Em circuito brasileiro, logo que entrou em cartaz, "A Baleia" contabilizou 200 mil espectadores. Seu markteing principal: a volta por cima de Brendan, que, na sequência, atuou em "Assassinos da Lua das Flores" (2023), de Martin Scorsese. Estrelou há pouco, na Amazon Prime, "Irmãos", um thriller cômico com Peter Dinklage e Josh Brolin, e está filmando o épico "Pressure", sobre a II Guerra, no papel do ex-presidente Dwight D. Eisenhower (1890—1969), em seus tempos de soldado, no front, de farda, como comandante dos Aliados.
Projetos como esse hoje espocam entre os agentes de Fraser graças ao trabalho de Aronofsky. "Nunca foi um caminho consciente meu explorar essa condição de Brendan, uma vez que, nos anos 1990, eu já era um cinéfilo adulto, encantado por Kurosawa, que não estava de olho em filmes pop como os que ele estrelava", disse Aronofsky ao Correio da Manhã, via Zoom. "Meu critério para a escolha de Brendan foi a força de seu olhar e o que ele podia agregar a uma figura que se isolou, como uma ilha, após uma perda".
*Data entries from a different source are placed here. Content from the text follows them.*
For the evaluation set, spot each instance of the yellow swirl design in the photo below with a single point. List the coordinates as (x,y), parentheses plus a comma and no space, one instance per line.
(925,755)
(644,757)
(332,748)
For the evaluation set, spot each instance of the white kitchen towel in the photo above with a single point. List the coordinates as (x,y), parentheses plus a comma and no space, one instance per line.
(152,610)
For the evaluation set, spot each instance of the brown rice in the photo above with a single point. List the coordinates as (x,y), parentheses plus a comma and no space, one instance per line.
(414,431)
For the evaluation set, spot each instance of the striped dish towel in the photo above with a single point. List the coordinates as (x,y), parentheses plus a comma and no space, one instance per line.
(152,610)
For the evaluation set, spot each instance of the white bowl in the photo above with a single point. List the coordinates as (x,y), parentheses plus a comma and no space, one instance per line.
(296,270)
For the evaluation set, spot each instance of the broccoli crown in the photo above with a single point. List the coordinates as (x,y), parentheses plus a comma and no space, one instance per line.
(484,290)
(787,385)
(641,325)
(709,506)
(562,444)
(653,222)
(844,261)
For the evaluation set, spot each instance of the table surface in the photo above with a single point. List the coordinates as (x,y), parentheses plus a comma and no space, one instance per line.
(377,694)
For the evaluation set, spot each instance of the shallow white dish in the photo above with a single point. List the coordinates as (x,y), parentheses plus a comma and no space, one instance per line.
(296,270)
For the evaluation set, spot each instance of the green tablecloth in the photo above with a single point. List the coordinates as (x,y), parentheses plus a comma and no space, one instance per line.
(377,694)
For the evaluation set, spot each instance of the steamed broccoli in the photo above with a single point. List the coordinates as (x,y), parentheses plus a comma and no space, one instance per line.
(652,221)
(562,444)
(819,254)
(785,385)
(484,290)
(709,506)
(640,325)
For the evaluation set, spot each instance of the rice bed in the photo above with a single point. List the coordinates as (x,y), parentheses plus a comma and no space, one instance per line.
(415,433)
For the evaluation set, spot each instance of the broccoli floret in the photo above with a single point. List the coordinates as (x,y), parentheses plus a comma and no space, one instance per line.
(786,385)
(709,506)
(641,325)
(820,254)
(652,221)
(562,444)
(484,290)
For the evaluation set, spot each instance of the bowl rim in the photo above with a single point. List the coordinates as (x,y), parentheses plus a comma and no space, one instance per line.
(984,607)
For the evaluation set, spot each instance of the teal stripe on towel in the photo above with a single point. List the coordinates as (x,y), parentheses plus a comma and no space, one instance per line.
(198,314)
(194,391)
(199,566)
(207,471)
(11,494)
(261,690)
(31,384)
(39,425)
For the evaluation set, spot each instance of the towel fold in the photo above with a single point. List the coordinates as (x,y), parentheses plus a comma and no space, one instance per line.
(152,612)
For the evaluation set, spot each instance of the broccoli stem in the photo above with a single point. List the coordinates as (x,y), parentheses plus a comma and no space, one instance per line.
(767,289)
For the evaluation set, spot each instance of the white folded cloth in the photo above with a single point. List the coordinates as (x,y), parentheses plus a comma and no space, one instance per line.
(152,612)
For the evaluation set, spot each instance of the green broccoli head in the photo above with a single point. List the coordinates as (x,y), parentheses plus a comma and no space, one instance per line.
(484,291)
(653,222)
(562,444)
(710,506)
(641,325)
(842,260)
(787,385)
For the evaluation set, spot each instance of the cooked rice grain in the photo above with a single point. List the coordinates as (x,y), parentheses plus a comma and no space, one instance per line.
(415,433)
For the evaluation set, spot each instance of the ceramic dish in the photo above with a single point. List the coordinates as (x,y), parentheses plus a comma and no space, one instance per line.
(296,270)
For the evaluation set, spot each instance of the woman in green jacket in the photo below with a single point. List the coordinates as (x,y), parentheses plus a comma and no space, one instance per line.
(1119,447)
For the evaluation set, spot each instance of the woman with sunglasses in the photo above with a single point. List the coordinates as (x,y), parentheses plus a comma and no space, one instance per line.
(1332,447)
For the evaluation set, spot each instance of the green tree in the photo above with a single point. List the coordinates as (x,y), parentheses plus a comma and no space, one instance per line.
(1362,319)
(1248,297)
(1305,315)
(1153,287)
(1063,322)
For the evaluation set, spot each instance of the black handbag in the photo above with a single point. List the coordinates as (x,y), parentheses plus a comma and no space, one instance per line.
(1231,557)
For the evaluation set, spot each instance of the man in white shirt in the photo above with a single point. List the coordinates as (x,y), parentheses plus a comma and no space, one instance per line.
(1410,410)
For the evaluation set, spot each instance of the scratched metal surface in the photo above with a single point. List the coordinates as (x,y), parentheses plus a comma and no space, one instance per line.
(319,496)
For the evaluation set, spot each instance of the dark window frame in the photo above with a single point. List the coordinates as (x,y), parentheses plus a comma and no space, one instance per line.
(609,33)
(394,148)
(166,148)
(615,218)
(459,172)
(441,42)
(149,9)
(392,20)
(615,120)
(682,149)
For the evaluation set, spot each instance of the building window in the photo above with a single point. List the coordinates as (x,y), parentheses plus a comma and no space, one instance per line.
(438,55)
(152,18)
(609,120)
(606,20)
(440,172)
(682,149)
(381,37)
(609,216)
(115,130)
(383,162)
Aronofsky foi um dos produtores do único longa brasileiro a conquistar a Concha de Ouro do Festival de San Sebastián: "Pacificado" (2019), rodado no Rio, no Morro dos Prazeres, pelo americano Paxton Winters, com elenco nacional. Em meio ao êxito desse thriller sobre comunidades cariocas, o diretor construiu "A Baleia", partindo da peça teatral homônima de Samuel D. Hunter. Seu protagonista é um dedicado educador, Charlie, que engordou descontroladamente ao somatizar uma tragédia pessoal (a morte de seu namorado), beirando 300 quilos. Isso o levou a se isolar do mundo, afogado em seu apreço pela literatura do escritor Herman Melville (1819-1891), o autor de "Moby Dick" (1853), lecionando via Zoom com a câmera desligada. Gordofobia é uma das questões centrais que Aronofsky ataca ao nos apresentar Charlie, que anda cercada de vários dilemas, com uma dificuldade de se locomover, o que o leva a ser dependente de um andador e de argolas espalhadas pelo teto de sua casa. Para piorar, ele anda arfando muito, com falta de ar. Encarando dores fortes no peito, Charlie conta com o carinho da amiga, cunhada e enfermeira Liz (Hong Chau, numa afetuosa composição).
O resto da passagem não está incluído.